Faster, More Secure and More Cost-Effective: Hybrid Analytics

6 min read

Secure your data in flight and at rest while enabling high performance analytics.

Your organization has tons of really interesting data that your sales, marketing, system administration and human resources departments have been managing and curating in dedicated systems-of-record across your organization for years.

Your data scientists tell you that they have some really cool ideas for algorithms and that if they could only get their hands on the data, they could create analytics applications that would increase sales by a zillion percent.

Your data engineers tell you that you should combine all the information on a data lake, but they don't know what size that should be until they see the applications.

Your purchasing people tell you that they have a 12-month lead between conceiving and building a data center.

The visionaries are telling you that you should move to the cloud, but your governance people are telling you this data is very sensitive — do you really want to take the risk?

The above summary describes a very common pattern that we see again and again in our own organization and in our customers' systems. You need to move data quickly and securely to the location in which it is to be processed, and once there, it needs to be stored securely and processed efficiently.

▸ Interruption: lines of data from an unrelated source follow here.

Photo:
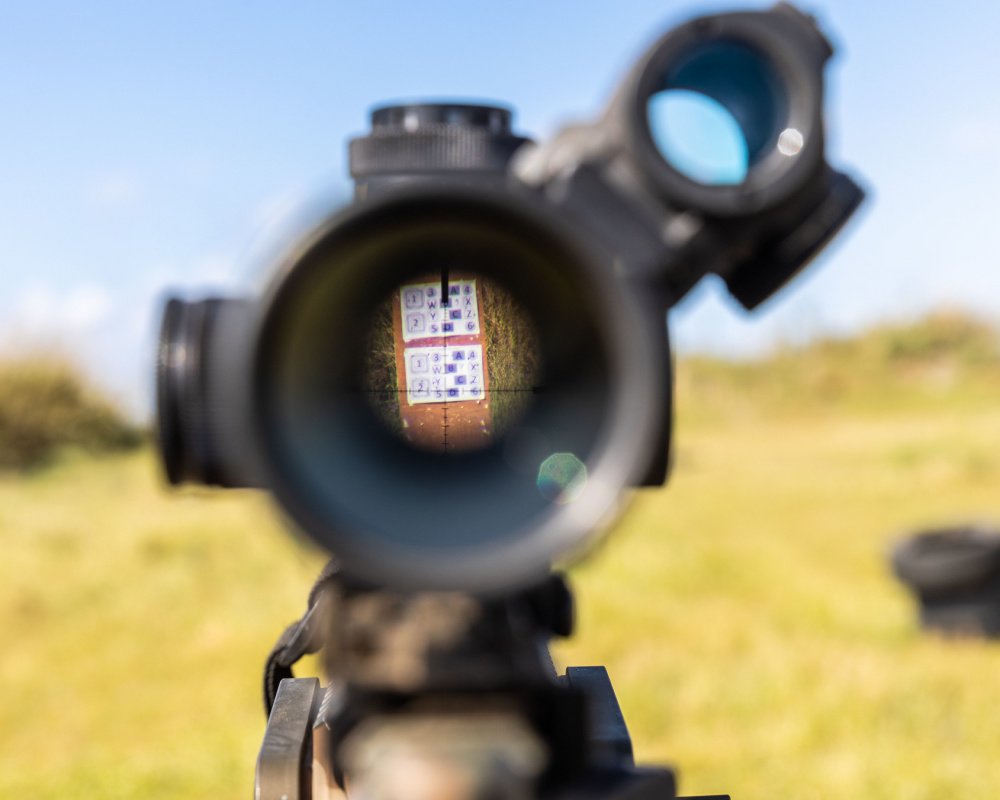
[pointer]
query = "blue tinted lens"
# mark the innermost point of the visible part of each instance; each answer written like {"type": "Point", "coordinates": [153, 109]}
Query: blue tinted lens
{"type": "Point", "coordinates": [717, 112]}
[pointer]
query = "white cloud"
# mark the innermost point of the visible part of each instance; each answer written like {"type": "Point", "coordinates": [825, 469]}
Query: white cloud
{"type": "Point", "coordinates": [39, 311]}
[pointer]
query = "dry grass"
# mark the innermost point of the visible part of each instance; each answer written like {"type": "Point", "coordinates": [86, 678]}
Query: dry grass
{"type": "Point", "coordinates": [753, 632]}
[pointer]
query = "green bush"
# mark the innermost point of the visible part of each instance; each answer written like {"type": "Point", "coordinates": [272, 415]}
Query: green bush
{"type": "Point", "coordinates": [46, 405]}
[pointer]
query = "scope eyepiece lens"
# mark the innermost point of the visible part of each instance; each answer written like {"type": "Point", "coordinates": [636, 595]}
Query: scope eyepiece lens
{"type": "Point", "coordinates": [449, 390]}
{"type": "Point", "coordinates": [717, 112]}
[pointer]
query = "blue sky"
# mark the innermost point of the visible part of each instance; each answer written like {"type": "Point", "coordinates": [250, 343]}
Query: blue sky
{"type": "Point", "coordinates": [144, 145]}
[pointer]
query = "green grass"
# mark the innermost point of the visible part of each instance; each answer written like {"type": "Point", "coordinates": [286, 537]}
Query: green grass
{"type": "Point", "coordinates": [746, 614]}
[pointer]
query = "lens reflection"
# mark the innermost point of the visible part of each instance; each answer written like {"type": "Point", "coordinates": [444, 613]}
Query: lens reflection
{"type": "Point", "coordinates": [699, 137]}
{"type": "Point", "coordinates": [453, 362]}
{"type": "Point", "coordinates": [718, 111]}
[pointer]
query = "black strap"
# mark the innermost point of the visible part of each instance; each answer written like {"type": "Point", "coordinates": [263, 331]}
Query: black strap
{"type": "Point", "coordinates": [301, 638]}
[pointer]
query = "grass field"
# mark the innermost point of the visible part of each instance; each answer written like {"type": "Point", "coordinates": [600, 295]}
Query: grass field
{"type": "Point", "coordinates": [745, 613]}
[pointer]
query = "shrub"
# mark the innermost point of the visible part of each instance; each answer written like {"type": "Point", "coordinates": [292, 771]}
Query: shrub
{"type": "Point", "coordinates": [47, 405]}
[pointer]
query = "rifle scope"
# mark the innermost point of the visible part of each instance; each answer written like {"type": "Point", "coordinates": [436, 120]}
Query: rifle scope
{"type": "Point", "coordinates": [452, 382]}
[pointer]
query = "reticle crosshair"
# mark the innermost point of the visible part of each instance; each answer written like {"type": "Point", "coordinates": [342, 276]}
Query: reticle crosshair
{"type": "Point", "coordinates": [465, 356]}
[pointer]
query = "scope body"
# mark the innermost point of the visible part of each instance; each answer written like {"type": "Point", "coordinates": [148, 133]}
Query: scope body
{"type": "Point", "coordinates": [452, 382]}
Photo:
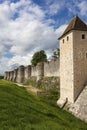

What our demonstration shows is how we at IBM Research have been working to address some of the pain points described in the above scenario.

We show a use-case in which an insurance company wants to bring Pay-As-You-Drive data from a system-of-record, where it is stored for auditing and billing purposes, to a public cloud instance where it can be used for multiple analytics purposes. We demonstrate how both the movement and the processing can be performed securely and efficiently by adding value-added capabilities that work seamlessly with industry standards:

We demonstrate how both the movement and the processing can be performed securely and efficiently by adding value-added capabilities that work seamlessly with industry standards:

The above picture shows some of the architectural components shown in the demo.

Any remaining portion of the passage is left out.